Les artistes britanniques s'inquiètent de l'avenir des tournées européennes

Les artistes britanniques s'inquiètent de l'avenir des tournées européennes

A l'avenir, un musicien britannique souhaitant se produire dans plusieurs pays de l'UE pourrait être dans l'obligation d'obtenir des visas pour chacun d'entre eux. Des procédures administratives qui pousseraient certainement les artistes britanniques à revoir à la baisse la taille de leurs tournées. L'imprésario Ellie Giles a publié sur Twitter une simulation des coûts prohibitifs qu'engendrerait une tournée de trois dates européennes pour six musiciens vivant au Royaume-Uni. Sa conclusion : "Oui, ce n'était pas viable avant, c'était difficile, mais maintenant c'est DEUX fois pire".

Cette inquiétude est partagée par de nombreuses organisations au service des professionnels de l'industrie musicale, telles que The Musicians' Union et l'Incorporated Society of Musicians. "Il est extrêmement décevant de constater que les musiciens et autres créateurs ne seront pas couverts par les dispositions relatives aux voyages d'affaires de courte durée, qui ne nécessitent pas de visa. Après tout ce que le secteur a traversé au cours des dix derniers mois, comment cela est-il arrivé ? Il est grand temps que la valeur de la musique pour notre vie et notre économie soit pleinement reconnue", a déclaré Deborah Annetts, directrice générale de l'ISM, dans un communiqué.

Plus de 175.000 signatures en ligne

Une pétition a récemment été lancée en ligne pour interpeller le gouvernement britannique sur le sort des musiciens et autres professionnels du secteur culturel face au Brexit. Le document, qui a déjà récolté plus de 175.000 signatures, demande aussi que "les professionnels, les groupes, les musiciens, les artistes, les célébrités de la télévision et du sport" soient exemptés de visa pour travailler en Europe. "En tant que freelance, je voyage, comme beaucoup d'autres personnes dans mon cas, à travers l'UE d'innombrables fois par an dans le cadre de différentes tournées et manifestations ; cela deviendra impossible en raison des coûts et du temps nécessaires si nous ne bénéficions pas d'un régime d'exemption de visa", explique Tim Brennan, le créateur de la pétition.

Le leader de The Charlatans, Tim Burgess, a affiché son soutien à la pétition sur les réseaux sociaux. "De nombreux députés citent des noms de groupes et d'artistes pour paraître pertinents/cools. Nous avons maintenant besoin d'eux pour nous aider. L'industrie musicale britannique a contribué à notre économie à hauteur de 5,8 milliards de livres en 2019. Pour que cela continue, nous devons pouvoir faire des tournées en Europe", a-t-il affirmé sur Twitter.

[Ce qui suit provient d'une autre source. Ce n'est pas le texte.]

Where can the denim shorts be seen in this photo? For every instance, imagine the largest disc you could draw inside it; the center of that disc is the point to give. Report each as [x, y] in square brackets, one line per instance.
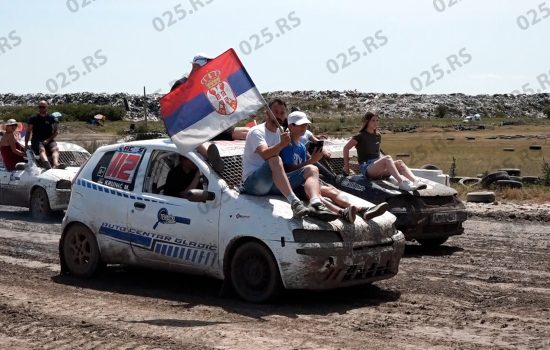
[260, 182]
[365, 166]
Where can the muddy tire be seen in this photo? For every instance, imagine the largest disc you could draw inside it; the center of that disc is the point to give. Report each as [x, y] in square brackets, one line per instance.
[430, 167]
[531, 180]
[512, 171]
[81, 255]
[254, 273]
[40, 204]
[432, 242]
[469, 181]
[489, 179]
[508, 184]
[481, 197]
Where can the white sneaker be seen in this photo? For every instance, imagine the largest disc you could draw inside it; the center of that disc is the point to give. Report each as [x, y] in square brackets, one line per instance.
[406, 185]
[420, 185]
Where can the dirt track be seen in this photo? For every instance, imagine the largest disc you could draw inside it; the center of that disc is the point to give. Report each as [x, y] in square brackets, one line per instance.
[489, 288]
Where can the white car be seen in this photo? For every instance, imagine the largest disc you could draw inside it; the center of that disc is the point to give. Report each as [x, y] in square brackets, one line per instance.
[39, 189]
[118, 214]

So many MPs namedrop bands and artists in order for them to seem relevant/ cool. We now need them to help us.

The UK music industry contributed £5.8bn to our economy in 2019.

- for that to continue, we need to be able to tour Europe.

Please signhttps://t.co/0Kj0fSmEH2

— Tim Burgess (@Tim_Burgess) December 27, 2020

Avant que le Royaume-Uni et l'UE ne parviennent à un accord sur le Brexit, Nigel Adams, alors ministre de la Culture, avait affirmé qu'il était "absolument essentiel" de respecter la liberté de mouvement des artistes. Cette question s'avère d'autant plus cruciale que l'industrie musicale britannique a très lourdement été affectée par la pandémie. Un rapport de U.K. Music estime que la plupart des musiciens ont perdu 65% de leurs revenus depuis le début de la crise sanitaire. Cette statistique grimpe jusqu'à 80% pour ceux qui dépendent financièrement de l'industrie de la musique "live".